SPEELPLAATSWERKING Omdat kinderspel geen kinderspel is : “Onze speelplaats”. Ook het speelplaatsgebeuren maakt integraal deel uit van ons opvoedingsproject en het aanbod bewegingsopvoeding. 1. Relatie : doelen bewegingsopvoeding – doelen speelplaats. a. Doelen van de lichamelijke opvoeding. A. het ontwikkelen van de motorische competentie: dit is méér dan het leren van sportvaardigheden. B. het ontwikkelen van een fitte, gezonde en veilige levensstijl: dit is méér dan alléén lenigheid, kracht, uithouding, …. trainen. C. het ontwikkelen van het zelfbeeld (een goed, maar realistisch zelfbeeld) en een vlot sociaal functioneren: dit is méér dan het kunnen meespelen van een sportspel. Kunnen, kennen en zijn van de leerling zijn belangrijk. De totaliteit van het kind in beweging moet dus worden aangesproken bij het nastreven van de doelen eigen aan de bewegingsopvoeding.
b. Doelen van de speelplaats. Traditioneel is de les L.O. in de lagere school sterk motorisch-cognitief georiënteerd. De speelplaats is dan het sociaal-motorisch experimenteerveld. De speelplaatstijd compenseert het zit- en luisteronderwijs van onze basisschoolkinderen. Speeltijd is a.h.w. een initiatie in vrijetijdsbesteding, en dan voornamelijk de socio-motorische vrijetijdsbesteding. Deze loopt parallel met de psycho-motorische ontwikkeling die op een méér systematische wijze aan bod komt in de L.O.-les. De motorische competentie (les bew.opv.) besteedt volgens onze leerkrachten doorgaans veel aandacht aan het individueel-motorisch en te weinig aan het socio-motorische. De broodnodige aanvullende aandacht voor dit socio-motorische kan gegeven worden vanuit de traditionele speelplaatsactiviteiten.

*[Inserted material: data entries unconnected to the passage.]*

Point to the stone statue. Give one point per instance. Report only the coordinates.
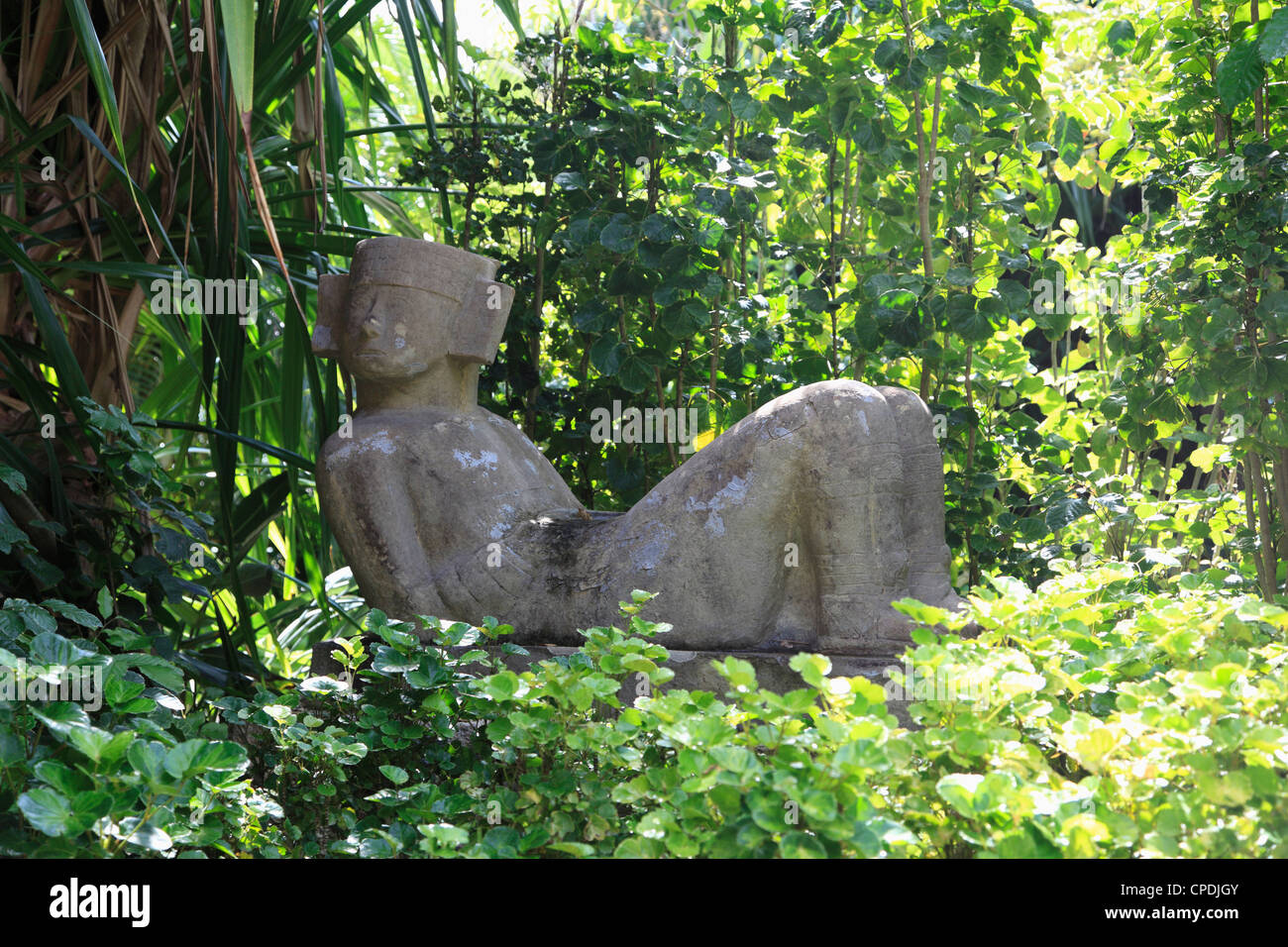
(794, 530)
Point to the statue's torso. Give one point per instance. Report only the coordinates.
(451, 483)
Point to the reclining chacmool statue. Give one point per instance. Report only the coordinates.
(794, 530)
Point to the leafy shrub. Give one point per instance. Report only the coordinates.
(1108, 714)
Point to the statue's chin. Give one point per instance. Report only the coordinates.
(373, 369)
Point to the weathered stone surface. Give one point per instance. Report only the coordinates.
(791, 531)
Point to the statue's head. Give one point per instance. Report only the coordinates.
(407, 304)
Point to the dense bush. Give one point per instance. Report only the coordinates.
(1109, 712)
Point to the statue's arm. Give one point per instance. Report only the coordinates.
(375, 519)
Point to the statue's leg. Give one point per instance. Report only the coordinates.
(785, 531)
(854, 474)
(922, 499)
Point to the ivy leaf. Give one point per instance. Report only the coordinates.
(72, 613)
(1237, 75)
(619, 235)
(1121, 38)
(1273, 43)
(13, 479)
(606, 355)
(635, 375)
(47, 810)
(1065, 510)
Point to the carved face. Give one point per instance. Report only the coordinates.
(394, 333)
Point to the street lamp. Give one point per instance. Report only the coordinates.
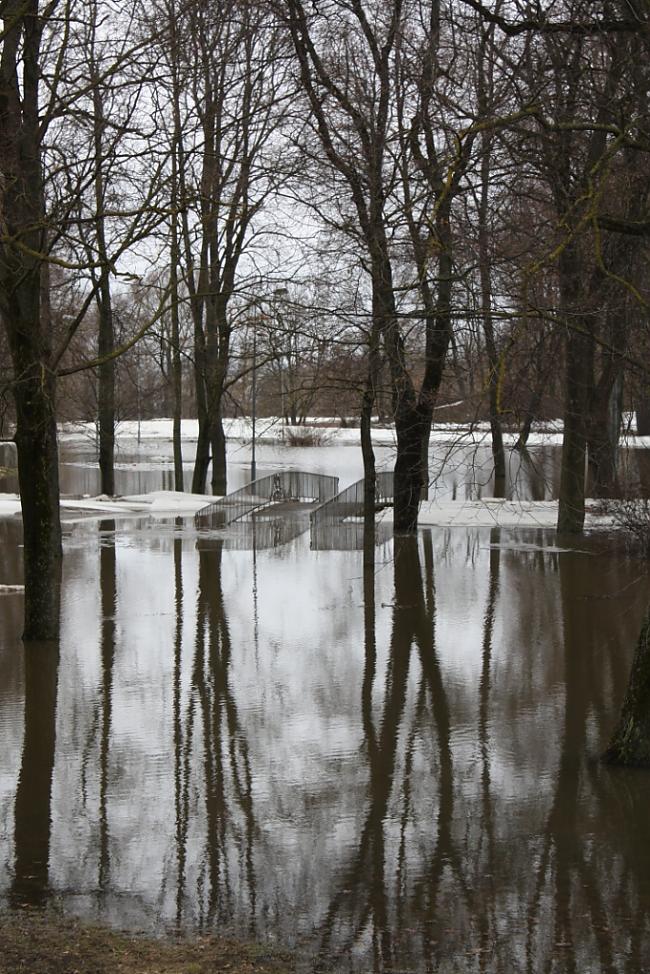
(280, 292)
(278, 295)
(254, 402)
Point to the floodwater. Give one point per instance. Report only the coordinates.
(393, 768)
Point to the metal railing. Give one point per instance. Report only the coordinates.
(277, 488)
(256, 534)
(350, 502)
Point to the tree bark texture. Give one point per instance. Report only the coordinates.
(630, 744)
(579, 350)
(25, 316)
(33, 819)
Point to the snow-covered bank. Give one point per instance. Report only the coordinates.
(272, 430)
(159, 503)
(492, 512)
(489, 512)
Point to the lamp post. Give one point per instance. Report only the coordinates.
(278, 295)
(254, 401)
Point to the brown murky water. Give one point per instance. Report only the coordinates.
(389, 768)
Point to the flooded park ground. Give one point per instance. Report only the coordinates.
(389, 769)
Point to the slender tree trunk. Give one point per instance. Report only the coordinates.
(38, 479)
(24, 311)
(176, 361)
(106, 338)
(579, 346)
(604, 440)
(630, 744)
(368, 401)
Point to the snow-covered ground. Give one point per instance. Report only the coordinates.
(487, 512)
(271, 429)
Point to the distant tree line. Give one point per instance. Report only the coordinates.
(387, 205)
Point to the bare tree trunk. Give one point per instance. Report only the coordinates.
(33, 809)
(23, 283)
(579, 346)
(630, 744)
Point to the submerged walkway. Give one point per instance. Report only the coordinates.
(281, 493)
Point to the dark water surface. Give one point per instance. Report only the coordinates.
(393, 768)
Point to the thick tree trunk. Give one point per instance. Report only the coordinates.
(604, 441)
(410, 430)
(33, 818)
(630, 745)
(106, 390)
(38, 478)
(202, 459)
(25, 315)
(176, 362)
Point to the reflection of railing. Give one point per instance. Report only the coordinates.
(350, 502)
(283, 486)
(257, 534)
(329, 530)
(346, 535)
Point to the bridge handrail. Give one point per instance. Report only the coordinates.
(350, 501)
(284, 485)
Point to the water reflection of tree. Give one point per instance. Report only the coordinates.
(371, 883)
(575, 892)
(108, 590)
(33, 818)
(209, 736)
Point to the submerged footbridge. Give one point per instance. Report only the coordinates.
(337, 524)
(285, 493)
(273, 510)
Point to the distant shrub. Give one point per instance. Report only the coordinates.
(631, 516)
(301, 436)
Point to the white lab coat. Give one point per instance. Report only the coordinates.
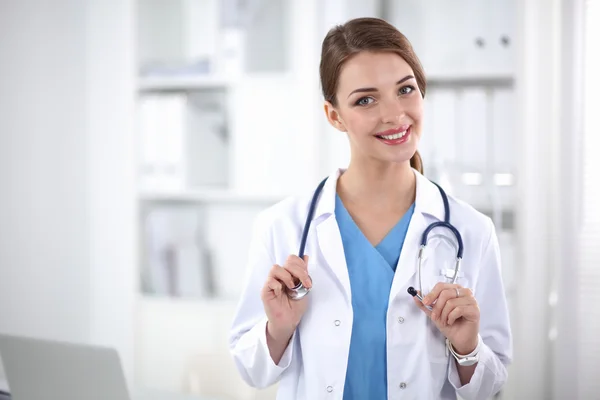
(313, 366)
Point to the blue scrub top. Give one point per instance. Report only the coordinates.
(371, 270)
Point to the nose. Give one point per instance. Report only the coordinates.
(391, 111)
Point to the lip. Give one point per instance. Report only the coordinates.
(393, 131)
(399, 141)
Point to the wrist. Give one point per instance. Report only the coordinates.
(466, 347)
(278, 333)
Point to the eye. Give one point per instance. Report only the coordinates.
(407, 89)
(363, 101)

Er is dus een duidelijk aanvullend verband na te streven tussen activiteiten on de les L.O. en de speelplaatsactiviteiten. - In de les L.O. is er té weinig “oefentijd”: deze oefentijd kan aangevuld worden tijdens de speeltijd. - In de les L.O. zijn er té weinig vrijetijdsactiverende momenten: de speelplaats biedt méér ruimte op dit vlak. - In de L.O.-les komt de creativiteit te weinig aan bod : deze ingesteldheid van de kinderen krijgt “vrij spel” tijdens de speeltijden. Hieruit leiden we dus af dat alle leerkrachten mee verantwoordelijk zijn voor de speeltijd-educatie.

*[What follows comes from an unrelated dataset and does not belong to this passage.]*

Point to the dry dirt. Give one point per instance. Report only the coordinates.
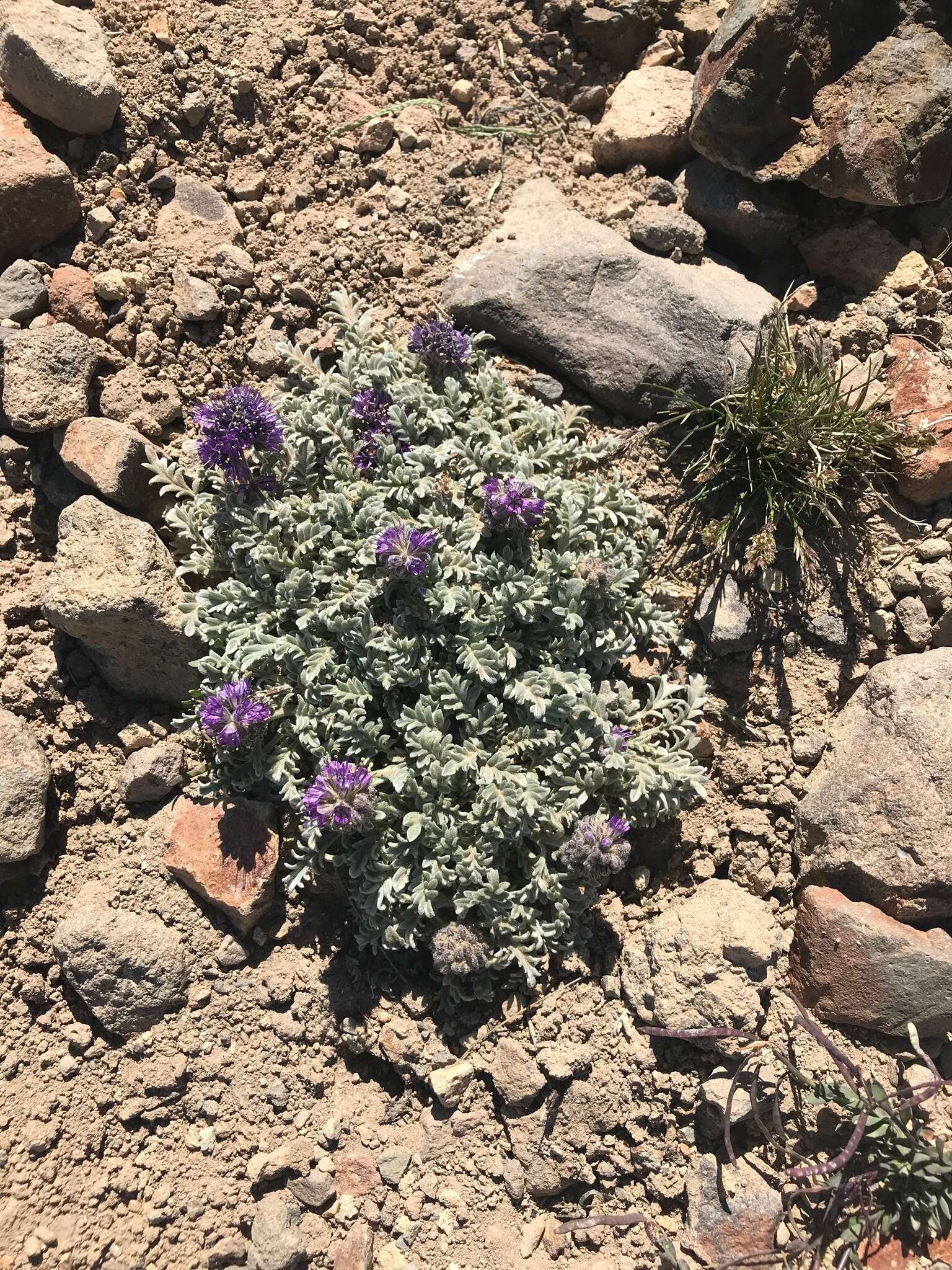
(122, 1156)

2. Praktisch a. Speelvriendelijk, uitnodigend maar tevens veilig inrichten van de speelplaats. Een decennium geleden voldeed onze speelplaats niet meer aan de noden van deze tijd. Vandaar dat we met het oudercomité en de werkgroep Speelplaats een project opstartten en uitwerkten om de speelplaats te maken tot een veilige speelruimte, waar elkeen aan zijn trekken kan komen: Het speeltoestel, door de kinderen ontworpen en door ouders uitgevoerd Een gevarieerd aanbod per klas (zie verder) De themawerking met het Speelkonijn.

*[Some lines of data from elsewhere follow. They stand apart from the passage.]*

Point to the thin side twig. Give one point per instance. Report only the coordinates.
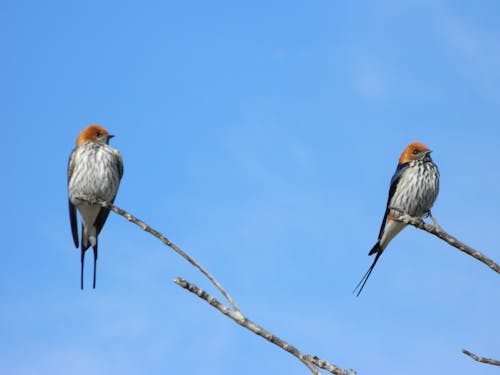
(170, 244)
(489, 361)
(312, 362)
(440, 233)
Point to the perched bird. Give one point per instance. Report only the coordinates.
(414, 188)
(94, 172)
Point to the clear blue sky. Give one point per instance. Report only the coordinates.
(261, 138)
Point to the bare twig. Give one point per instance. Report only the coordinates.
(481, 359)
(170, 244)
(310, 361)
(440, 233)
(313, 363)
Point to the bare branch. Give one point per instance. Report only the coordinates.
(489, 361)
(440, 233)
(170, 244)
(313, 363)
(309, 360)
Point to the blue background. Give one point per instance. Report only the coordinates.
(260, 137)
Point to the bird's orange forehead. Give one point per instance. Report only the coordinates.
(90, 133)
(408, 154)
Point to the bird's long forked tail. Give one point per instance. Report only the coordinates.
(81, 274)
(378, 250)
(95, 264)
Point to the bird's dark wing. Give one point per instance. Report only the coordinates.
(119, 161)
(74, 225)
(394, 183)
(104, 212)
(72, 208)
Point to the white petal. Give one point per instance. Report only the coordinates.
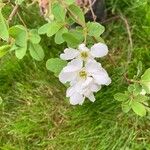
(95, 87)
(82, 47)
(87, 82)
(99, 50)
(93, 66)
(102, 78)
(65, 77)
(76, 98)
(91, 97)
(74, 65)
(69, 53)
(70, 91)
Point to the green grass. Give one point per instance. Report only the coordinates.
(35, 115)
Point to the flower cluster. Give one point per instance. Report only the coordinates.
(84, 74)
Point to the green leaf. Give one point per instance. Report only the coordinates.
(4, 34)
(95, 29)
(58, 37)
(19, 1)
(69, 2)
(139, 68)
(34, 37)
(4, 49)
(125, 107)
(36, 51)
(141, 98)
(138, 108)
(76, 14)
(43, 29)
(1, 100)
(73, 38)
(55, 65)
(20, 35)
(121, 97)
(53, 28)
(59, 12)
(145, 81)
(20, 52)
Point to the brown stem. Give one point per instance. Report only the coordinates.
(13, 13)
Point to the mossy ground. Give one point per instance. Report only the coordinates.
(35, 115)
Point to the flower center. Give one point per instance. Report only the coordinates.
(84, 55)
(83, 74)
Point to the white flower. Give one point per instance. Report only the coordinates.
(83, 73)
(75, 73)
(77, 94)
(143, 92)
(85, 54)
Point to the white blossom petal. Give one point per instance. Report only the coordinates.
(91, 97)
(95, 87)
(82, 47)
(93, 67)
(74, 65)
(102, 78)
(65, 77)
(77, 98)
(70, 91)
(69, 53)
(99, 50)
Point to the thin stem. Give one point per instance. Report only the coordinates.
(13, 13)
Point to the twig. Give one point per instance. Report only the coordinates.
(130, 49)
(13, 13)
(130, 80)
(110, 19)
(22, 20)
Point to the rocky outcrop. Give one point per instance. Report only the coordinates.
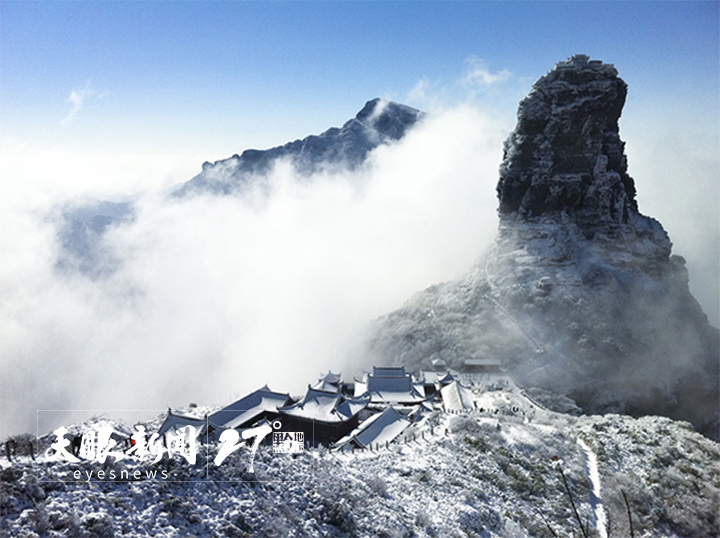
(566, 156)
(580, 293)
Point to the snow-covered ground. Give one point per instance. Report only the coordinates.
(490, 473)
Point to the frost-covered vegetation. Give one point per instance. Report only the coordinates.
(495, 473)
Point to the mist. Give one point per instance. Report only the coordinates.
(217, 296)
(214, 297)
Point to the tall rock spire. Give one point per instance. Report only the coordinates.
(565, 156)
(580, 293)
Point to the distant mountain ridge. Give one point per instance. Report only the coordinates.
(82, 228)
(380, 121)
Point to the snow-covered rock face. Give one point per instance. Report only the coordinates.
(580, 293)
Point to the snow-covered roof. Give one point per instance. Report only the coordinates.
(415, 395)
(246, 410)
(378, 429)
(324, 406)
(483, 362)
(175, 422)
(389, 371)
(442, 378)
(329, 382)
(360, 388)
(456, 397)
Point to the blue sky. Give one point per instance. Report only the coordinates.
(109, 100)
(205, 76)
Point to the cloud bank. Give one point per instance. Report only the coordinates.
(216, 296)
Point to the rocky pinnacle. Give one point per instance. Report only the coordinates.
(565, 156)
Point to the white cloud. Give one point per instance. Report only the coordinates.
(77, 100)
(218, 296)
(479, 76)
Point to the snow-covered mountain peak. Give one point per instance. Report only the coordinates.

b. Animerende voorbereiding van de speeltijd in de les L.O. Tijdens de les L.O. krijgen de lln. een activiteiteninitiatie. Deze activiteiten worden gekozen met het oog op transfer naar de speelplaats. Enkele voorbeelden : Touwen : activiteiten met klein materiaal: bvb. touwen (zelfde gedachtegang voor ander klein materiaal) - De lln. voeren vaardigheden uit met korte en/of lange touwen: springen, draaien, hurken, … - De lln. voeren vaardigheden uit met 2 of 3 b.v. de één voert uit, de ander observeert of corrigeert, ze wisselen van taak. - De lln. leren materialen aanpassen naargelang de gevraagde vaardigheid: b.v.: lengte v.h. touw aanpassen naargelang het aantal springers. - De lln. leren materiaal uithalen en opbergen Sportspelen : (netbal, tussen 2 vuren, uni-hockey, …) - Initiatie in de les L.O. : kennis van reglementen, de lln. leren zich houden aan afspraken. - De lln. leren min of meer homogene groepen samenstellen zodat het spel “speelbaar” is. - De lln. leren spelen zonder scheidsrechter. - De lln. leren conflicten oplossen op een zelfstandige manier. Bewegingsliederen, kinderdans, volksdans, danslabo, … - Eens een lied geleerd is in de klas, of een melodie meermaals beluisterd, met beweging en dans ondersteund tijdens de les L.O., kan het toepassen, het fantaseren, het combineren op de speelplaats beginnen. Bepaalde bewegingsthema’s kunnen ook gekozen worden in functie van geplande schoolsportactiviteiten : bvb.: joggen, netbal, rolschaatsen (bvb. i.f.v. een nakende SVS-ontmoeting). Het grote voordeel is hier dat iedereen kan en mag oefenen (niet enkel de besten) Er is dus een breed deelnemersveld op de speelplaats. c. De organisatie van dit speelplaatsgebeuren moet aansluiten bij de leeregebiedoverschrijdende eindtermen “sociale vaardigheden”. De lln. kunnen: - in omgang met anderen respect en waardering opbrengen - zorg opbrengen voor iets of iemand anders - onder leiding van een medeleerling meewerken
4. Uitwerking: 4.1. Het speelkonijn: elke maand wordt één spel in de kijker gezet. - rolschaatsen - hoepelen - hinkelen en tollen - touwtje springen - elastiekspringen, - knikkeren en bikkelen … 4.2. Tornooien: één keer per trimester wordt een tornooi georganiseerd (trefbal,…). De leerkracht L.O. verdeelt de groepen en maakt het tornooischema op. De winnende ploeg komt uit tegen de leerkrachten. 4.3. Spelaanbod: Er zijn zes grote spellen in een beurtsysteem. In de even week komen de A-klassen, in de oneven week komen de B-klassen aan bod. In de andere week hebben ze vrij spel. Op het einde van de week leveren de klassen hun spel terug in; de werkgroep Speelplaats controleert op volledigheid en goede staat. * vier op een rij * reuzemikado * dammen/schaken *…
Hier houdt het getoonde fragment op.